## Importing necessary libraries

In [2]:
import tensorflow as tf
from tensorflow import keras
from tensorflow.keras import layers , models
import tensorflow_hub as hub
import os
import shutil
import pandas as pd
from sklearn.model_selection import train_test_split
from tensorflow.keras.models import Sequential
from tensorflow.keras.layers import Conv2D, MaxPooling2D, Flatten, Dense
from tensorflow.keras.applications import NASNetLarge, NASNetMobile
import numpy



## Dataset preparation 

### Reading all the images

In [2]:
csv_file = pd.read_csv('ISIC_2019_Training_GroundTruth (2).csv')
image_path=[]
benign_malign = csv_file.iloc[:,1:2]
image_name = csv_file.iloc[:,0]
dir = "ISIC_2019_Training_Input"
for names in image_name:
    fpath = os.path.join(dir,names +".jpg")
    image_path.append(fpath)
benign=[]
mel=[]
index = 0
for  values in benign_malign.iloc[:,0]:
    if values == 0.0:
        benign.append(image_path[index])
    else:
        mel.append(image_path[index])
    index+=1
print("Length benign: ", len(benign))
print("Length malign: ", len(mel))

Length benign:  20809
Length malign:  4522


### Dividing the images in train , test , valid.

In [3]:
#For benign set of images
ben_train_paths, ben_test_paths = train_test_split(benign, test_size=0.2, random_state=42)

ben_train_paths, ben_val_paths = train_test_split(ben_train_paths, test_size=0.2, random_state=42)

# Print the sizes of each set
print("Benign dataset")
print("Train set size:", len(ben_train_paths))
print("Validation set size:", len(ben_val_paths))
print("Test set size:", len(ben_test_paths))

#For images with melenoma
mel_train_paths, mel_test_paths = train_test_split(mel, test_size=0.2, random_state=42)

mel_train_paths, mel_val_paths = train_test_split(mel_train_paths, test_size=0.2, random_state=42)
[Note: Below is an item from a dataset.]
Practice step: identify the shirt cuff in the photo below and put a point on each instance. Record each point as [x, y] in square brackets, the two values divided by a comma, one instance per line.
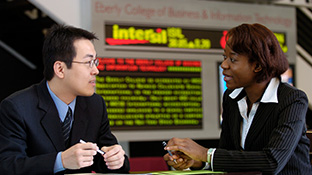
[212, 154]
[58, 165]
# Print the sizes of each set
print("Melanoma Dataset")
print("Train set size:", len(mel_train_paths))
print("Validation set size:", len(mel_val_paths))
print("Test set size:", len(mel_test_paths))

Benign dataset
Train set size: 13317
Validation set size: 3330
Test set size: 4162
Melanoma Dataset
Train set size: 2893
Validation set size: 724
Test set size: 905


## Folder Segregation


In [4]:
os.makedirs("test", exist_ok=True)
os.makedirs("train", exist_ok=True)
os.makedirs("validation", exist_ok=True)

os.makedirs("test/"+ "benign", exist_ok=True)
os.makedirs("test/"+ "mel", exist_ok=True)
os.makedirs("train/"+ "benign", exist_ok=True)
os.makedirs("train/"+ "mel", exist_ok=True)
os.makedirs("validation/"+ "benign", exist_ok=True)
os.makedirs("validation/"+ "mel", exist_ok=True)

In [5]:
for file_path in ben_train_paths:
    shutil.copy(file_path, "train/benign/")
for file_path in ben_test_paths:
    shutil.copy(file_path, "test/benign/")
for file_path in ben_val_paths:
    shutil.copy(file_path, "validation/benign/")
for file_path in mel_train_paths:
    shutil.copy(file_path, "train/mel/")
for file_path in mel_test_paths:
    shutil.copy(file_path, "test/mel/")
for file_path in mel_val_paths:
    shutil.copy(file_path, "validation/mel/")

In [8]:
# NasNet
# Load the pre-trained model (include_top=False for features)
'''
base_model = NASNetMobile(weights="imagenet", include_top=False, input_shape=(331, 331, 3))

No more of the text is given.